Dizer que Magia ao luar é entretenimento inteligente é dizer pouco. Trata-se do filme mais engenhoso e “redondo” de Woody Allen em muitos anos. Mais que isso: sintetiza à perfeição suas reflexões de maturidade a respeito da vida e seus mistérios insolúveis. Tudo isso com a leveza e o savoir-faire dos melhores momentos do diretor.

Numa narrativa em que tudo gira em torno do engano e do autoengano, a trama é, ela própria, enganosamente simples: Stanley (Colin Firth), um célebre mágico inglês que atua sob o nome artístico de Wei Ling Soo, é incitado por um velho colega de profissão (Simon McBurney) a desmascarar uma jovem médium norte-americana, Sophie (Emma Stone), que está causando furor na Europa. A ação se passa em 1928 no sul da França, onde Sophie está prestes a ficar noiva de um rapaz milionário (Hamish Linklater).

Crer ou não crer

Não cabe aqui entrar em detalhes sobre o desenvolvimento e as reviravoltas da história, mas apenas atentar para a ideia básica que conduz a narrativa: a tensão entre a credulidade e o ceticismo. O interessante, na evolução dramática do filme, é fazer com que essa oposição se instale no íntimo do protagonista Stanley, abalando sua firme posição inicial de misantropo arrogante e sarcástico. A frase que resume sua filosofia de vida, antes da crise, parece ter saído diretamente da boca do diretor: “Nascemos e, apesar de não termos cometido nenhum crime, somos condenados à morte”.

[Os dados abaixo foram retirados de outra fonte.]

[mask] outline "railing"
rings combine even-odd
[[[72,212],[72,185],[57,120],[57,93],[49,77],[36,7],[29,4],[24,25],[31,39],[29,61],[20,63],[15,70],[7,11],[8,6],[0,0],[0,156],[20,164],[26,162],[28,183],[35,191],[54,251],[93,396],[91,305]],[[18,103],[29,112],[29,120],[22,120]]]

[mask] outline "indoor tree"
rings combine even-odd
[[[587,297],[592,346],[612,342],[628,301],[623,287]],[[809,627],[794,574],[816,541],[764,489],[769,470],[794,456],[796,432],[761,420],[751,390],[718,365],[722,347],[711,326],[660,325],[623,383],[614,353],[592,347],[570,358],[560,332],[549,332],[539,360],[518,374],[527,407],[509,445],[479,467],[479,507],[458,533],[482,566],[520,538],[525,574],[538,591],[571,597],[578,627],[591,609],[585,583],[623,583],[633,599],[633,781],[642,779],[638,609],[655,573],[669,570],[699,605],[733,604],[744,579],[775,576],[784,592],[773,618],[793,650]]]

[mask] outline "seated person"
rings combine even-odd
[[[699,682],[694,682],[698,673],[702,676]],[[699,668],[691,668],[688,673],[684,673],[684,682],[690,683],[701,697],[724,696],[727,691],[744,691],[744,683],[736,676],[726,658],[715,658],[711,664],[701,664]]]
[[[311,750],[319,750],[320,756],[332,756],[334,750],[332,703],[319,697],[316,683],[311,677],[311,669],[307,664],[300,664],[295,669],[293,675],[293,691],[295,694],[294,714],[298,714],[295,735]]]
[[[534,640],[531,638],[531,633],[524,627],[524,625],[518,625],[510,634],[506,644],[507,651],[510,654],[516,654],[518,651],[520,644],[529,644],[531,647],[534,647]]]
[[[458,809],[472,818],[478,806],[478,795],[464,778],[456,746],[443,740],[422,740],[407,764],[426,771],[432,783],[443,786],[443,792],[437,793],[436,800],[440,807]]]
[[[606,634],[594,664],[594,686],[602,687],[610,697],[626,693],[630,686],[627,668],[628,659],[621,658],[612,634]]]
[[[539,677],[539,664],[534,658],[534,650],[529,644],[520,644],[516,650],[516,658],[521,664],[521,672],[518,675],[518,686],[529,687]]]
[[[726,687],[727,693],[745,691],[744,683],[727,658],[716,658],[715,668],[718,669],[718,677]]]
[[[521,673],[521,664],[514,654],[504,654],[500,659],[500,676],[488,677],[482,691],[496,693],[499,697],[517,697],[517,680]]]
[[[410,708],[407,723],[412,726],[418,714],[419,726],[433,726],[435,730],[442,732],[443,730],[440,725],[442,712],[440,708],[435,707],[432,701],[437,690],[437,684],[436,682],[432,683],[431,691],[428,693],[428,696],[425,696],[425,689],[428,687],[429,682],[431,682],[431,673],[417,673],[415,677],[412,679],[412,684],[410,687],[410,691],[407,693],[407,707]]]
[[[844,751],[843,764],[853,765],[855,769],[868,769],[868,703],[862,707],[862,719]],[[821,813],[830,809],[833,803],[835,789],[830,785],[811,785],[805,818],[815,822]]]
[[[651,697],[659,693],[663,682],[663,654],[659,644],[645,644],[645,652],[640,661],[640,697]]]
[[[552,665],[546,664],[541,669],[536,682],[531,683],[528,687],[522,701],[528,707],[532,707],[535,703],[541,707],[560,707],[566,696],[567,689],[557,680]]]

Crer ou não crer, eis a questão. Na dialética proposta por Woody Allen, se a fé é a tese e a descrença é a antítese, uma síntese possível seria o amor, capaz de evidenciar, sem explicar, a substância mágica de todas as coisas do universo, inapreensível tanto pela ciência como pela religião.

O método de construção aqui é o que, com alguma liberdade, poderíamos chamar de socrático: o diálogo que solapa certezas e introduz a dúvida. O discurso do protagonista se enche progressivamente de expressões adversativas, do tipo “apesar de”, “se bem que”, “não obstante” (“in spite of”, “though”, “notwithstanding that”).

Essa argúcia discursiva atinge o ápice no diálogo entre Stanley e sua tia Vanessa (Eileen Atkins) a respeito da médium Sophie, no qual tudo o que se fala quer dizer exatamente o seu contrário. O efeito é reforçado pelo fato de se tratar de dois estupendos atores ingleses tarimbados na arte do understatament e do subtexto.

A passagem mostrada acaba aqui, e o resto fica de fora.